Still, anytime The Hunt for Red October is broadcast on basic cable (according to my rough calculations, about once every 9.4 hours), I must watch that movie. My wife points out, quite sensibly, that we already have The Hunt for Red October on DVD (several reissued versions, actually) and I can watch it anytime.
Doesn’t matter – I must watch that movie. I sink into its familiar and comforting rhythms and within an hour or two am watching the end credits roll yet again. Every time. Literally. I wish I could say I was exaggerating, but I’m afraid I’m not.

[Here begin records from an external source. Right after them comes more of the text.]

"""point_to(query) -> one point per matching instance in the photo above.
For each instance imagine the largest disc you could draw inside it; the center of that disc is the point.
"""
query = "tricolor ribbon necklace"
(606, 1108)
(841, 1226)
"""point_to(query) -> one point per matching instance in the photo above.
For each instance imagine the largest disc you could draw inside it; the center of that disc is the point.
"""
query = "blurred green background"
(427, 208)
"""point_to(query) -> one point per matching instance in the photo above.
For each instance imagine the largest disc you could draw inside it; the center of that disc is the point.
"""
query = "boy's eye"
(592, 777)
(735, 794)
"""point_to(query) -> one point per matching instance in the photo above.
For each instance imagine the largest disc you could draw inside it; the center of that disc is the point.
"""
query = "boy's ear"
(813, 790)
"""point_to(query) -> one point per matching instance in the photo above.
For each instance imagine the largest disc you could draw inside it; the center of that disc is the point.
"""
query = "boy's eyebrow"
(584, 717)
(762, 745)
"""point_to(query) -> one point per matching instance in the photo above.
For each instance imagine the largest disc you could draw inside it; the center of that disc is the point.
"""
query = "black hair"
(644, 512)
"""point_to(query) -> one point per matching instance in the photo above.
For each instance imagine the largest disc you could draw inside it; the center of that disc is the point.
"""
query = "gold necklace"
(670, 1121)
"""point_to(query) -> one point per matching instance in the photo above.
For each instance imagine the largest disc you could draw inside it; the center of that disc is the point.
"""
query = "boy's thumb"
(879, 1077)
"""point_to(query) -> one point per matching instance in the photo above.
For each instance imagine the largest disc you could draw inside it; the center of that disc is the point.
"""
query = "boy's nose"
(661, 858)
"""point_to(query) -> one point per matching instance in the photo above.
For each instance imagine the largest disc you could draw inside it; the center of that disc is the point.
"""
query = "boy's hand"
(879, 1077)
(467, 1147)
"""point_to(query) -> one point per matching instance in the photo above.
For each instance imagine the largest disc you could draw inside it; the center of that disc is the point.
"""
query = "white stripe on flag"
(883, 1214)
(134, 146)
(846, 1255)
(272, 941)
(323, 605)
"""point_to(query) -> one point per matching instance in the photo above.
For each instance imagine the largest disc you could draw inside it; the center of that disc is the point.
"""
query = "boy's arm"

Evidently, I find the genre of the submarine movie soothing, because the same happens with Crimson Tide, The Abyss and Alien (which is really just a submarine movie in space). I am, for reasons I probably don’t want to know, comforted and calmed when a dozen characters with conflicting agendas are locked together in a hermetically sealed environment. When life support is threatened, and to go outside is certain death, I’m in my comfort zone.
I have a similar reaction to movies about androids – Blade Runner, A.I., Terminator – again for reasons I probably don’t want to know. I suppose I could pay a therapist $120/hour to find out, but I suspect no good news can possibly come of that. (Actually, now that I think of it, Alien – a movie I cannot resist, ever – is a space submarine movie with an android.)
Now I realize my comfort movies are conspicuously “guy thing” movies, so I asked the wife about this. She has a similar reaction to a handful of ostensible “chick flicks”. Dirty Dancing. Bridget Jones’ Diary, the entire career output of Nora Ephron.
I’ve since run ‘behavior’ shall we call it, by other friends and family members, and after some thought, everyone was able to come up with their own personal comfort movies. A few examples from my informal poll: Spinal Tap. My Big Fat Greek Wedding. The Godfather. Saturday Night Fever. Jaws. The Princess Bride. The Royal Tennenbaums. The Shawshank Redemption.
My suspicion is that there really is a musical quality to our favorite movies that we are responding to. Stories, like melodies, get stuck in your head. Certain genres of film have undeniable narrative rhythms that resonate in representative films.
I also suspect the various basic cable networks know this, at least those that traffic heavily in the same rotation of relentlessly re-run movies. I wonder: How many man-hours of labor have been lost as we all get pulled in, yet again, to – say, The Fugitive? I’ll bet an enterprising statistics grad student could quantify the actual economic impact.
There are larger questions at play, of course, regarding the modern man’s leisure habits, and I could go on with some more dime-store pop culture analysis, but U-571 just came on TBS. Sorry, but I’ll see you later.